The Pennsylvania Supreme Court has sided with the campaign of Republican businessman Dave McCormick in ordering an immediate end to the deliberately unlawful vote-counting efforts of local officials counting votes in McCormick’s hotly contested U.S. Senate race.
Openly flouting a clear, earlier ruling of the state high court, officials in four counties had been tabulating ballots that lacked signatures or dates required by law.
The court’s new decision to block the officials was made 7-0 on the merits and 4-3 on procedural matters, with Justice David Wecht, a liberal with no love lost for the GOP, writing in concurrence:
“It is critical to the rule of law that individual counties and municipalities and their elected and appointed officials, like any other parties, obey orders of this Court. As Justice Felix Frankfurter once wrote: ‘If one man can be allowed to determine for himself what is law, every man can. That means first chaos, then tyranny. … The greater the power that defies law the less tolerant can this Court be of defiance.’”

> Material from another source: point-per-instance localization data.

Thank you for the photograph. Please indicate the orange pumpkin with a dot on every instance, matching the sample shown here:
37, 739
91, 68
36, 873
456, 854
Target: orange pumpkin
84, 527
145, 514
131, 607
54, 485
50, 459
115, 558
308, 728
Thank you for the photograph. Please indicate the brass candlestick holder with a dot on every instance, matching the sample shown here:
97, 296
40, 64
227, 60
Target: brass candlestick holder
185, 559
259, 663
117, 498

The Pennsylvania Supreme Court’s decision came after Bucks County Commissioner Diane Ellis-Marseglia, a powerful Philadelphia collar-county Democrat, said, “I think we all know that precedent by a court doesn’t matter anymore in this country. People violate laws anytime they want. So, for me, if I violate this law, it’s because I want a court to pay attention.”
Officials in Centre and Montgomery counties and in Philadelphia also were counting illegal ballots.

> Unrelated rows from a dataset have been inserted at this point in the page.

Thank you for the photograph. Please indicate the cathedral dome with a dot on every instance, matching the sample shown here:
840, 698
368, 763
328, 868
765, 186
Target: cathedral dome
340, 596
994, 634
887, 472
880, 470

If officials in Bucks, Centre, and Montgomery counties had been allowed to continue their schemes, it could have set a precedent that could undermine the legitimacy of similar actions in future elections.

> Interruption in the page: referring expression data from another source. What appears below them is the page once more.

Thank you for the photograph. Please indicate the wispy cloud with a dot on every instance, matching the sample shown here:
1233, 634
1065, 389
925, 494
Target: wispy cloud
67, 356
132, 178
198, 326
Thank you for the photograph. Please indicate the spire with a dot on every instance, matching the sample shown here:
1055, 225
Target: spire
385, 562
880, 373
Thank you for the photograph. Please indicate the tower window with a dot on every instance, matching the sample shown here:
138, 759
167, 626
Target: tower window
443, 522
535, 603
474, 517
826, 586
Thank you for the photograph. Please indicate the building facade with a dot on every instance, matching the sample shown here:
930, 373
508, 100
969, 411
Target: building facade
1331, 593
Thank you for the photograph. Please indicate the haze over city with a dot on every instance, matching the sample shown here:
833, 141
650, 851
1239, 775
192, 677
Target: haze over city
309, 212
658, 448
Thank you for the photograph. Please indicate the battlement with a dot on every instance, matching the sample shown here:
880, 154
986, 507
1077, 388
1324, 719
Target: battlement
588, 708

The Associated Press called the race for McCormick two days after the Nov. 5 election. Casey has refused to concede. Last week, the close margin of half a percentage point triggered the automatic allowance of the recount under Pennsylvania law. But Casey could have declined to ask for the recount, which will cost the taxpayers of Pennsylvania over $1 million, possibly more. Previous recounts have not come close to finding disparities anywhere near big enough for McCormick’s lead to be in question.